I feel like you get real "this is how it is, this is how the industry works" sort of content from him, and I appreciate that. Also the reason I like watching Sean Tucker, you really feel the photography passion -first-

Unless you break it down to, take pics using a window and then slap your skin preset on them all and dodge to fix that missing light or reflector you could've used. And a cute girl makes any pic better. Do that low light stuff with someone with bad skin and not retouch and they will disown you.

I'll be pedantic and argue that his point about not using any light modifiers is immediately contradicted when his first recommendation is to put sheers over your windows (diffusing your light source).
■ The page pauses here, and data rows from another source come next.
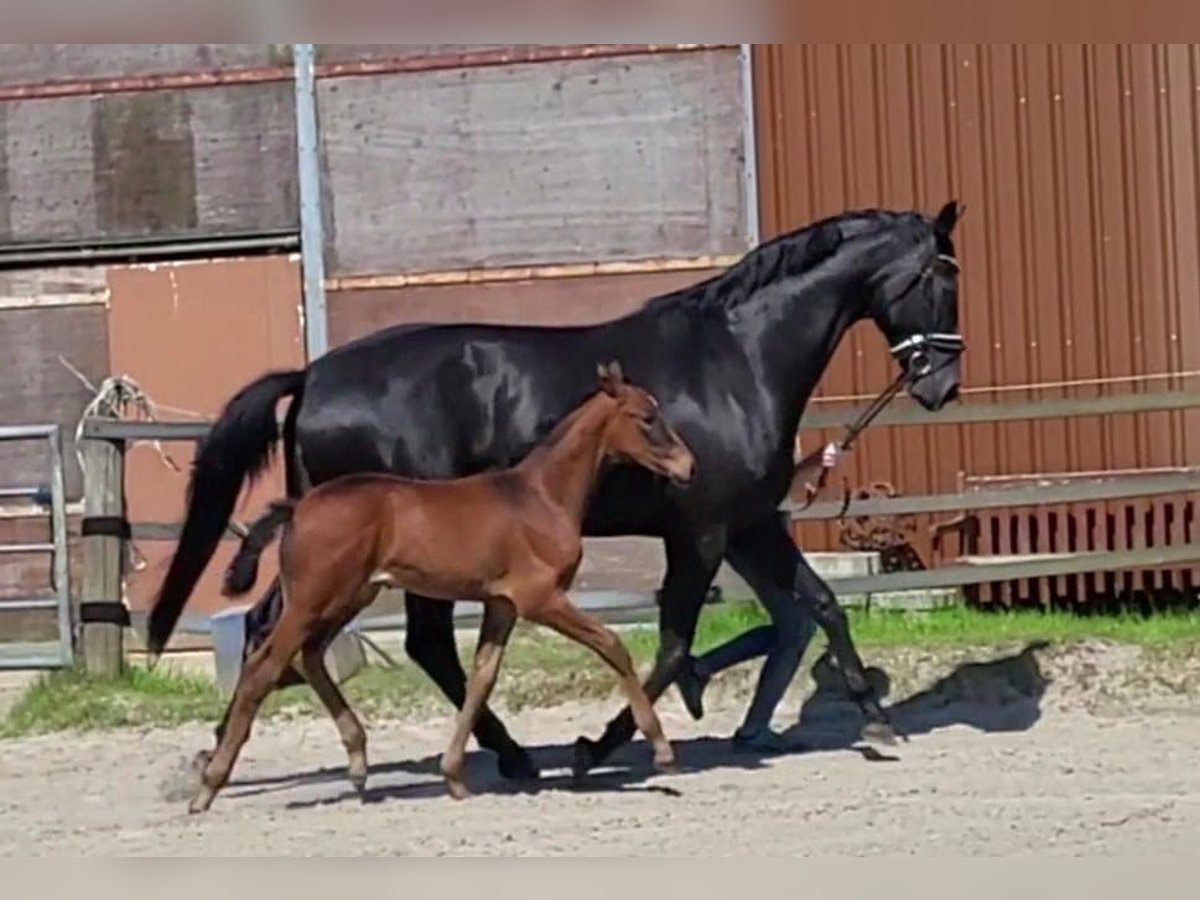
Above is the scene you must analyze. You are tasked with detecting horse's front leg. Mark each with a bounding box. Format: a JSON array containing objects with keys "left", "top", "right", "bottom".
[
  {"left": 675, "top": 513, "right": 820, "bottom": 749},
  {"left": 572, "top": 526, "right": 726, "bottom": 778},
  {"left": 793, "top": 550, "right": 903, "bottom": 744}
]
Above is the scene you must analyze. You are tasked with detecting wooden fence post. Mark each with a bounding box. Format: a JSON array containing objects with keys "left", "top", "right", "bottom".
[{"left": 80, "top": 436, "right": 126, "bottom": 677}]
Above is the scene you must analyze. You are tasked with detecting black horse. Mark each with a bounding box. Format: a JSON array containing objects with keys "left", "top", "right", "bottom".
[{"left": 147, "top": 203, "right": 964, "bottom": 781}]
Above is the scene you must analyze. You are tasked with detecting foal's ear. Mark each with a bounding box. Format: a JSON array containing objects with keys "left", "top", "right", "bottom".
[
  {"left": 597, "top": 360, "right": 625, "bottom": 396},
  {"left": 934, "top": 200, "right": 963, "bottom": 235}
]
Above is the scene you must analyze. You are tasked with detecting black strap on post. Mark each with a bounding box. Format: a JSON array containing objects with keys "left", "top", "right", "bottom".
[
  {"left": 79, "top": 601, "right": 130, "bottom": 627},
  {"left": 81, "top": 516, "right": 131, "bottom": 539}
]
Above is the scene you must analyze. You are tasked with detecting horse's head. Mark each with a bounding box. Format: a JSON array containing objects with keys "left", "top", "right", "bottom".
[{"left": 864, "top": 201, "right": 965, "bottom": 411}]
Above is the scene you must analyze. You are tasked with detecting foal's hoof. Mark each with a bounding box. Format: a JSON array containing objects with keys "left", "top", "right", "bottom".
[
  {"left": 445, "top": 778, "right": 471, "bottom": 801},
  {"left": 860, "top": 720, "right": 901, "bottom": 747},
  {"left": 571, "top": 736, "right": 599, "bottom": 783},
  {"left": 348, "top": 765, "right": 368, "bottom": 798},
  {"left": 497, "top": 747, "right": 541, "bottom": 783},
  {"left": 188, "top": 787, "right": 216, "bottom": 815},
  {"left": 652, "top": 746, "right": 677, "bottom": 774}
]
That said, I tend to like his work, and enjoyed this video as well.

Sasser is great when he's talking about the business side of being a photographer, but when he actually talks about photography he's not very knowledgeable nor helpful.

No photographer uses the term "frontlight" because it's a gross oversimplification that doesn't correspond to a specific setup.
The most common are broad lighting (3:42), short lighting (3:09) and butterfly lighting (3:08).
Also, broad and short lighting can be split further into loop, Rembrandt and split lighting.
So, he condensed at least 7 different lighting setups into 1 word.
Not very informative.
Also also, most of his "backlit" examples are not even backlit. 4:12-5:06 are all short split lit and 5:08 is short loop lit.

He's clearly self-taught and anytime he tries to teach, he just shares hacks, tips and buzzwords. He doesn't teach concepts and principles that would allow his viewers to build a fundamental understanding and grow from that.